2.2. Il collegio condivide tale principio, che va, pertanto, ribadito nei seguenti termini:

“Diversamente da quanto deve ritenersi in tema di confisca di prevenzione (Decreto Legislativo n. 159 del 2011, ex articolo 24), in tema di confisca disposta ai sensi della Legge n. 356 del 1992, articolo 12-sexies la sproporzione tra i beni posseduti e le attivita’ economiche del proposto puo’ essere giustificata adducendo proventi da evasione fiscale”.

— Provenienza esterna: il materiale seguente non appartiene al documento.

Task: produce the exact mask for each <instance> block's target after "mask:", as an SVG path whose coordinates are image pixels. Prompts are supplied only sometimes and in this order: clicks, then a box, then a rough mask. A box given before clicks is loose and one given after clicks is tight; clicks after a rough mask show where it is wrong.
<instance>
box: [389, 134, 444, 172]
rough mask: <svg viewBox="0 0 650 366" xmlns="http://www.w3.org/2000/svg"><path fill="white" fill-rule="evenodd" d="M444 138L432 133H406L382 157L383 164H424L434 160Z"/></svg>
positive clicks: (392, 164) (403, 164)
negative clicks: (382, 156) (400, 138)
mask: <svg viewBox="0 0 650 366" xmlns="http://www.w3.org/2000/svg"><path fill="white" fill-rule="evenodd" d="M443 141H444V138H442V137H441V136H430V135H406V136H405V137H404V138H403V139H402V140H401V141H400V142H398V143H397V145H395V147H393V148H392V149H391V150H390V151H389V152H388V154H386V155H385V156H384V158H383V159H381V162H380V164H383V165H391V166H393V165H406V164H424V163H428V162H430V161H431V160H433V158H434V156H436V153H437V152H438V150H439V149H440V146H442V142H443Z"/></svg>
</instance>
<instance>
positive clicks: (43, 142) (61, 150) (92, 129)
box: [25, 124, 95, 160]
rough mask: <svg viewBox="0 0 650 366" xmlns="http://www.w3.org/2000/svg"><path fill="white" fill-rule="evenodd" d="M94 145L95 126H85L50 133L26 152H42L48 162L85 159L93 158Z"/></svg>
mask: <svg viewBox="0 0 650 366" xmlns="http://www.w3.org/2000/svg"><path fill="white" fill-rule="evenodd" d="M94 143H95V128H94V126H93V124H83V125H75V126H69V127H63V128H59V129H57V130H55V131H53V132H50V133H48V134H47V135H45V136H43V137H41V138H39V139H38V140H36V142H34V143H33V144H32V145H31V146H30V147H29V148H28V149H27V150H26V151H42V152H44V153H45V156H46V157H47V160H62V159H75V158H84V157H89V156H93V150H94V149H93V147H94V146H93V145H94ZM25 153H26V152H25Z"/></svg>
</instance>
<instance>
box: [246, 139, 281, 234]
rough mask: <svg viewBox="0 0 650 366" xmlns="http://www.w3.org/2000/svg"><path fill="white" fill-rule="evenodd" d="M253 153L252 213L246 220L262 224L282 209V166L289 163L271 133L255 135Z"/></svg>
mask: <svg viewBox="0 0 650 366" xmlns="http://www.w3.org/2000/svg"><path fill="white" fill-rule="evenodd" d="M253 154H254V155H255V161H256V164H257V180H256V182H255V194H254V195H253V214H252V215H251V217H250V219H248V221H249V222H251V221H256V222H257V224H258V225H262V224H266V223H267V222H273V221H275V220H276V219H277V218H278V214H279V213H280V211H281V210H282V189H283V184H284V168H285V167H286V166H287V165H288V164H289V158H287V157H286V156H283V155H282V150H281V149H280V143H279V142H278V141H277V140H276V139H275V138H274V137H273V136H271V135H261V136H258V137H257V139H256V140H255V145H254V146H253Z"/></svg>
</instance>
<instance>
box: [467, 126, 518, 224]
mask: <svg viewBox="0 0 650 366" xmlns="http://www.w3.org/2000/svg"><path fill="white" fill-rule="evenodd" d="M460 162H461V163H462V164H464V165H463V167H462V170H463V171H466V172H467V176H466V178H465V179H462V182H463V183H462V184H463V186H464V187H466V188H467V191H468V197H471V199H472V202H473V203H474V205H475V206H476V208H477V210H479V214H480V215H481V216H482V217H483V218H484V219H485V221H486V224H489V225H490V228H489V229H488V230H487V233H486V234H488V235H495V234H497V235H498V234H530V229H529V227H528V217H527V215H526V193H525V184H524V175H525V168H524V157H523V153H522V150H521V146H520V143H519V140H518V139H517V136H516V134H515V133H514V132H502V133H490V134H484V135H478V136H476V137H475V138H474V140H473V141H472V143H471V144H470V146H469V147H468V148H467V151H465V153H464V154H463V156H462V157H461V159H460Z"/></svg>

Come gia’ chiarito da questa Sezione (sentenza n. 49498 dell’11 novembre 2014, CED Cass. n. 261046), l’onere di dimostrare che i beni sequestrati siano stati in ipotesi acquistati, in tutto od in parte, con il provento di attivita’ economiche non denunciate al fisco, incombe sull’interessato.

3. L’ordinanza impugnata va, pertanto, annullata, con rinvio al Tribunale di Reggio Calabria per nuovo esame, che andra’ condotto conformarsi al principio innanzi enunciato.

P.Q.M.

Annulla l’ordinanza impugnata con rinvio al Tribunale di Reggio Calabria per nuovo esame.